Editor’s note: Editorials are intended to serve as the jumping-off point, not the conclusion, to discussion. As part of the Daily Bruin’s commitment to its readers, the board hopes to present a responsible and clear analysis of relevant events and news items affecting the lives of those we serve, but our editorials are not representative of the Daily Bruin’s views on issues as a whole. We encourage all readers to reach out to our board members and to respond to our editorials.
We’ve all been there. You’re sitting in a lecture and realize you forgot to fill out the COVID-19 Symptom Monitoring Survey.
And yet, nothing has happened. Your instructor hasn’t kicked you out, and your classmates have no idea.
With many of us experiencing this, it’s obvious the COVID-19 prevention systems UCLA has in place are not cutting it.
The current symptom monitoring survey does not push students and staff to adhere to safety protocols, nor does it mitigate any of the risk. Students can easily ignore the survey or lie on it without facing repercussions.
In addition, not all students are being treated with the same rigor of monitoring. While student workers are asked to mark the locations on campus they will be visiting, students who don’t work on campus are not asked the same question.
The COVID-19 pandemic is still a pressing threat. In the last month, Los Angeles reported at least 300 new COVID-19 cases each day. With flu season upon us, now is not the time to go easy on public health measures. Administrators should be pioneering equitable practices and efficient COVID-19 monitoring to keep the Bruin community safe.
There is no excuse for anything less.
First off, the university must make better use of the symptom monitoring survey. High-traffic buildings could have BruinCard scanners similar to those already on the Hill and in libraries with staff members requiring students to show their clearance certificates before entering. This can encourage students to fill out the survey before reaching campus – which is what they’re supposed to do anyway.
Even with these changes, the system would still allow for students to falsify information on the surveys. Here, greater investment in accessible online learning options can help.
Since the beginning of the school year, the Disabled Student Union has been advocating for the school to do just that. Currently, instructors are not required to record or livestream their classes – a serious problem for students with COVID-19 symptoms or underlying health conditions.
Even when instructors do attempt to provide that reasonable accessibility, technical issues can and have emerged, diminishing efforts to create an equitable learning environment.
The Academic Senate has frequently cited its academic freedom requirements, which means they cannot mandate instructors to follow specific guidelines such as offering remote learning options. Academic freedom for instructors is important, but the senate can still make online learning options easier to implement.
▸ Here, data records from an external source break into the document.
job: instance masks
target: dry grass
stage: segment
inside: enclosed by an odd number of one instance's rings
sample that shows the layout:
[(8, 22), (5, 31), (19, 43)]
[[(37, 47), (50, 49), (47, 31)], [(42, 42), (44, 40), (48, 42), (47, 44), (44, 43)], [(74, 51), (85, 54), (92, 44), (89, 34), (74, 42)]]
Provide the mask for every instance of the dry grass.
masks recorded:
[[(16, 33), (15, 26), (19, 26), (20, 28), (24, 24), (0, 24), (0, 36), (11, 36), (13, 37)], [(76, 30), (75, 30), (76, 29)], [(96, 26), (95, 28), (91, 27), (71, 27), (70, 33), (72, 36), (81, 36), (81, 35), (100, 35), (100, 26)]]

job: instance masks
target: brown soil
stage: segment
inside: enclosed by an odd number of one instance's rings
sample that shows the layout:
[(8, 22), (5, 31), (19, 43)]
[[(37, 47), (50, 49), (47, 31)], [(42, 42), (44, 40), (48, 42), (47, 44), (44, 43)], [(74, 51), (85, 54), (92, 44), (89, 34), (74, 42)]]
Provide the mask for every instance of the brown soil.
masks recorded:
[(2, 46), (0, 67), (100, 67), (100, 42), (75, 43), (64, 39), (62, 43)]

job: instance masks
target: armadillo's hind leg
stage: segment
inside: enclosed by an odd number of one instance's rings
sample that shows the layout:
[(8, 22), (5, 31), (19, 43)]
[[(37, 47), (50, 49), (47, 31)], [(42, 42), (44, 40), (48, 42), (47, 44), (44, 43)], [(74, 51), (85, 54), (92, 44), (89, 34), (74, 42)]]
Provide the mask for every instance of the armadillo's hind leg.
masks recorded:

For example, it can call on the university to offer instructors more technological support in the classroom. Many classrooms already have Zoom streaming or recording capabilities, but these are useless if teaching staff do not know how to handle audio or video issues that may arise.
Hybrid options are possible, but only if administrators are willing to give sufficient guidance. Students should not have to advocate for more accessible learning options when the pandemic has taught us the feasibility of online learning. It’s the responsibility of those in power to make a UCLA education safe and attainable.
Increasing safety, eliminating in-person attendance requirements – including the implicit ones – and following through on better virtual learning resources may not solve all the issues surrounding the pandemic, but these actions are certainly better than what we have.
Continued complacency is not acceptable.